The low furniture pieces comprise a conical base topped with a flat disc-shaped container in one material with a contrasting material inside, sitting slightly proud to provide a seat or tabletop.
Pairings include basalt and rosewood, cherry and copper, and cork and aluminium. In total the collection uses two types of stone, five types of wood and three types of metal, as well as woven rush and acrylic.
"The Material Container series is focused on the texture of local crafts and unique material qualities," Jeonghwa Seo told Dezeen. "I selected materials that have a special tactility, and tried to find out which combinations of materials go well together."
"Creating a contrast between two materials is a good way to balance each material's qualities," the designer continued. "I also wanted to use materials that we see around us every day, but don't expect to be used for furniture."

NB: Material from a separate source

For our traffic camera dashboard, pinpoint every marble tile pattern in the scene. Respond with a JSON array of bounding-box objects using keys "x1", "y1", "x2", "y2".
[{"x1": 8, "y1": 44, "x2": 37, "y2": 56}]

Every piece in the collection is made in different way, by a different artisan, according to the materials used.
"Depending on the materiality of constituents I needed to find the right way to make it," said Seo. "For me it is like travelling to find new places."
The aluminium pieces in the collection were sand-cast with a variety of finishes. The wooden items were turned on a lathe, while the brass and copper was bent and welded.
The woven rush was made by Korean craftspeople, the basalt and granite was hand carved, and the acrylic was laser cut and dyed to achieve the different colours used.
"I want to make people think about the value of the normal materials that surround us," Seo said. "The material used in furniture design is like currency. Expensive furniture uses comparatively expensive materials and processes."
"The Material Container Series has a big price gap between the cheapest item and the most expensive, since the top can contain such a wide variety of materials," he added.